After defeating Clara Tauson in February to win the first Masters 1000 title of the season, 17-year-old phenom Mirra Andreeva became a top-10 player for the first time in her young career. She joked in her on-court interview that doing so meant she'd already accomplished her primary goal for the season. In the moment, that felt like a sensible benchmark, impressively achieved. Three weeks later, having completed a stunning run through the best players in the world to win in Indian Wells, Andreeva looks to have been selling herself short.
Andreeva's run to her second title of the year was phenomenal. She dropped six total games against Tauson and Elena Rybakina over the third and fourth rounds, and dispatched the red-hot Elina Svitolina to set up a foreboding summit push: a semifinal against Iga Swiatek and a potential final against Aryna Sabalenka. Neither had dropped a set until facing Andreeva. Ripping through the rest of the WTA elite is one thing, but the world's best two players stand head and shoulders above the field, especially with Coco Gauff still struggling with her serve. Swiatek and Sabalenka each present distinct problems for opponents to solve, and each is capable of bullying opponents off the court with relative ease. Last year's U.S. Open final made clear how wide the gap between one and four is.
Andreeva's semifinal against Swiatek was frigid and windy, and Andreeva held her nerve while Swiatek melted down. The teen was smacking around her world-class backhand and troubling Swiatek with her big serve, but most impressively, she was problem-solving her way out of trouble and into good positions all match long. Andreeva was particularly effective with her forehand slice, a crisp shot that forced Swiatek to make plays in the dire conditions and compounded her frustration.
She ported that confidence over into the final, though she quickly learned that Sabalenka is a totally different opponent to contend with. The 6–2 first set must have felt achingly familiar, as two of Andreeva's three losses this season have come against Sabalenka, including an ass-kicking in Australia where Andreeva took three total games.
The way she turned Sunday's match around was extremely impressive. Andreeva's backhand is a pure stroke, and watching her send Sabalenka around the court with it was satisfying in the same way watching an ax cleave through firewood can be. She hits it so cleanly, even on the run, even off a return, following through hard and pinging it with venom into the corners and along the sidelines. She pounded Sabalenka with the shot, and when it wasn't available, she trusted her world-class defense and sent back dozens of lobs and slices within feet of the baseline, forcing Sabalenka to duff the ball into the net.
The match felt like it hinged on Andreeva's service game at 3–2 in the second set. Down 0–30, Andreeva leveled with two huge serve-plus-ones, showing the easy power and confidence she has as a server. Sabalenka forced a forehand error, then another a couple of points later to earn another break point. The Belarusian crusher was pushing every neutral shot deep into the court, and Andreeva was instantly behind in any rally she didn't start off with an advantage. Facing break point, Andreeva hit the shot of the match, a sprinting counter–drop shot fizzing horizontally over the net and onto the far edge of the line. Sabalenka gawked in disbelief, then watched Andreeva close another point at the net then dominate with the serve to consolidate her lead.
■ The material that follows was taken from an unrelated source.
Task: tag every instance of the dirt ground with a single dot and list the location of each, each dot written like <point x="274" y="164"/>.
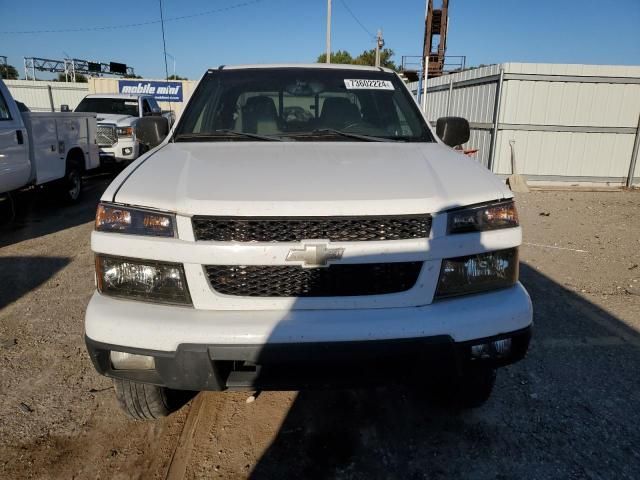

Sabalenka had plenty of moments, breaking Andreeva's serve to open the third set and then holding at love a few games later. But Andreeva matched her best stuff and found she had more answers, breaking back and even matching the hold at love. She has the game to hang against the best players in the world, but also the confidence to keep relying on the core tenets of that game even up against waves of intense pressure.
After the win, Andreeva thanked a long list of people, ending with the woman in the arena: herself. "I would again like to thank myself for fighting until the end and for always believing in me and for never quitting," she said. Maybe that seems egotistical, though I see it as terrifyingly realistic, in the sense that she's identified the looming possibility that every match she plays may soon be on her racquet to win or lose.